German battery manufacturer EAS Batteries has commenced commercial sales of its UHP601300 LFP 22 ultra-high-power cylindrical lithium iron phosphate (LFP) cell. The large-format cylindrical cell integrates Acetolyte™, a novel acetonitrile-containing electrolyte developed by Asahi Kasei Corp. under a licensing agreement executed in November 2025. The high ionic conductivity of the specialized electrolyte reduces internal cell resistance and improves rate capability under wide operational temperature ranges, enabling a compressed timeline from initial pilot phase in March 2026 to serial production.

The 22 Ah nominal capacity cell yields a 60% improvement in performance compared to equivalent LFP cells using conventional electrolyte formulas. The UHP601300 architecture generates 2,550 W/kg of continuous specific power discharge at 880 A (40C), contrasting with the 1,550 W/kg at 550 A (25C) limits of traditional setups. Under a localized 2-second pulse discharge, specific power outputs reach 3,760 W/kg at 1,320 A (60C), matching a 10% performance optimization.

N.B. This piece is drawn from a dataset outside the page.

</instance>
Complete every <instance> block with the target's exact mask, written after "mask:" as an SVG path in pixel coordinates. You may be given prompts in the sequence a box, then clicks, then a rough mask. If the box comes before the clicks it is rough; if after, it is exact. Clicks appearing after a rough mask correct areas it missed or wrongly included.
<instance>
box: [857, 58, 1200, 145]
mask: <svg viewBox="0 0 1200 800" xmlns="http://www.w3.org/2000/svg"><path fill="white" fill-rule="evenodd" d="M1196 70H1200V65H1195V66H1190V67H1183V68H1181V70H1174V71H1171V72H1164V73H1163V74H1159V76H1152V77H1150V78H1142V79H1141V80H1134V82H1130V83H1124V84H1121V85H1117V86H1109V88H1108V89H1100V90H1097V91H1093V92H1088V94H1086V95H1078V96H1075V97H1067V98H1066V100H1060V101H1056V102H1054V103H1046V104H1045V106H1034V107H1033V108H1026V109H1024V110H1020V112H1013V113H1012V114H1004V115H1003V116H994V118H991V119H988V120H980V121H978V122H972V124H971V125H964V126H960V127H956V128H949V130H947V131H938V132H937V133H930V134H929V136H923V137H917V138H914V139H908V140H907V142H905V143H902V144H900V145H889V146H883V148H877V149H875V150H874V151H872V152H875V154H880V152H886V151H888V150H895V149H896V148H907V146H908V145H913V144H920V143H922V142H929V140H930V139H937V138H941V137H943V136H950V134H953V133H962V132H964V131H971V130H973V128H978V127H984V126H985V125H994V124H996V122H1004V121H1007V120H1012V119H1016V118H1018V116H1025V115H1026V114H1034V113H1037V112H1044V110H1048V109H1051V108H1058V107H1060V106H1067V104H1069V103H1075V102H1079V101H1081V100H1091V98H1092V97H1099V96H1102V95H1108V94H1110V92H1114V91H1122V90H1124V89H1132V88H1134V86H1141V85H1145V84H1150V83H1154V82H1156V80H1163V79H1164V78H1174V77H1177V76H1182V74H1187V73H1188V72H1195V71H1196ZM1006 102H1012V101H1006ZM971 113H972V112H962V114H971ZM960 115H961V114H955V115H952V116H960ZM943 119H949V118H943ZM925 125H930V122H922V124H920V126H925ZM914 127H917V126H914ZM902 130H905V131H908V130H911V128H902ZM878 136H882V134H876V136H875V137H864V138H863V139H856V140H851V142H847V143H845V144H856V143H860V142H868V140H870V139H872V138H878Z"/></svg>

The cell achieves an operational lifecycle of 2,400 continuous cycles at a 5C charge/discharge rate and 100% Depth of Discharge (DoD) before degrading to 80% of initial capacity thresholds.

EAS Batteries and Asahi Kasei have established a joint sublicensing framework to supply the integrated cell and electrolyte technologies to global automotive OEMs and battery manufacturers. The development teams are actively scaling the chemical system into a high-volume 46xxx cylindrical cell format, with commercial deployment targeted for late 2026. Evaluation prototypes of the 46xxx cell are currently undergoing customer validation testing for low-voltage electric vehicle auxiliary batteries and mild-hybrid electrical architectures. The rollout fulfills a core metric of Asahi Kasei’s Technology-value Business Creation initiative, which targets at least 10 intellectual property licensing agreements between fiscal 2025 and 2027 to generate a cumulative profit contribution of 10 billion yen by 2030.